Bacteria and virus removal in denitrifying bioreactors: Effects of media type and age

Abstract

Denitrifying bioreactors are simple, low-cost ecotechnologies designed to reduce nitrate (NO3−) present in septic tank effluent and drainage water. Recent studies indicate that, in addition to significant reduction in NO3− loads, these systems are also able to remove microbial contaminants from municipal wastewater. However, the removal of microbial contaminants in denitrifying bioreactors remains poorly characterised and factors that control removal in denitrifying bioreactors remain unexplored. In this study, the removal efficiency of faecal indicator bacteria Escherichia coli (E. coli) and total coliforms (TC) as a model for bacterial pathogens and F-specific RNA bacteriophage (FRNA bacteriophage) as a model for viruses was assessed for mesocosm-scale (∼700 L) bioreactors receiving municipal wastewater. Systems were filled with two different slow-release carbon sources: woodchip and coconut husk. The effect of media age on attenuation of microbial contaminants was assessed by comparing the performance of 8-year old systems with equivalent newly constructed woodchip and coconut husk bioreactors. Additionally, removal performance of these carbon substrates was compared to that of gravel, a non-carbon substrate commonly used in subsurface flow (SSF) constructed wetlands. Substantial reduction of E. coli, TC and FRNA bacteriophage from primary treated municipal wastewater was achieved in all bioreactors.
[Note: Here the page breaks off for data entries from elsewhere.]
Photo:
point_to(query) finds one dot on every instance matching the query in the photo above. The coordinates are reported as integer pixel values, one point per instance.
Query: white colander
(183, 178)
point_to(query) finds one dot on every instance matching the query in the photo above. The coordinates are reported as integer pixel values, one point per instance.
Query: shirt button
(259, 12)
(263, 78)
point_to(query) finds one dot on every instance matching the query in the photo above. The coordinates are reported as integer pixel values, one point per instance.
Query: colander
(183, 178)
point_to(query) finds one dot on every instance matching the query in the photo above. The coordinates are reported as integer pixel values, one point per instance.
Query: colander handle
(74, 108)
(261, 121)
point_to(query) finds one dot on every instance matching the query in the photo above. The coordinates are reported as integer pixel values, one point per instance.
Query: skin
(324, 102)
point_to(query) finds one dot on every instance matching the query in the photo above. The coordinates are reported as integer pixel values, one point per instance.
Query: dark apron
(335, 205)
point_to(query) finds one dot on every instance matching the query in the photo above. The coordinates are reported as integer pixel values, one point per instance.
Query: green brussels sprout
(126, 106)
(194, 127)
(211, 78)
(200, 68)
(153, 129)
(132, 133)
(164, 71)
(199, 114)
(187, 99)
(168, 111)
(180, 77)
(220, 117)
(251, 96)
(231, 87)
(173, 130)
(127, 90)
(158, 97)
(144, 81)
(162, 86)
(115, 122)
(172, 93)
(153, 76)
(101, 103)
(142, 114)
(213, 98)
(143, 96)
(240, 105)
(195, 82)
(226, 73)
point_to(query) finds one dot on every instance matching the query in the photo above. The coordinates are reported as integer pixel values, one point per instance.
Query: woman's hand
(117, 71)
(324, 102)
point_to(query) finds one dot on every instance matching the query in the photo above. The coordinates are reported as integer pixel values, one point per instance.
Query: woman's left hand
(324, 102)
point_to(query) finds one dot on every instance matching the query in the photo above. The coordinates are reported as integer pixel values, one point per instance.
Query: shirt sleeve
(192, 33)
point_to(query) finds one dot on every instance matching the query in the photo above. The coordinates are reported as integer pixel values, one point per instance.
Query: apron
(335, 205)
Mean annual log10 removal efficiencies were similar between microbial indicators ranging from 1.4 to 1.9 for TC, 1.3 to 1.8 for E. coli and 1.3 to 2.0 for FRNA bacteriophage. All denitrifying bioreactors showed consistent year-round performance and long-term performance which did not markedly change in the ninth year of operation. The woodchip or coconut husk bioreactors achieved microbial effluent quality within the same range of log10 removal rates achieved in gravel-based systems. This suggests that denitrifying bioreactors, as well as reducing N loads, can effectively reduce microbial contaminants in wastewater, providing a complimentary disinfection role. Further research is needed to increase understanding of factors affecting removal of microbial contaminants in denitrifying bioreactors to support design of these systems for microbial contaminant removal.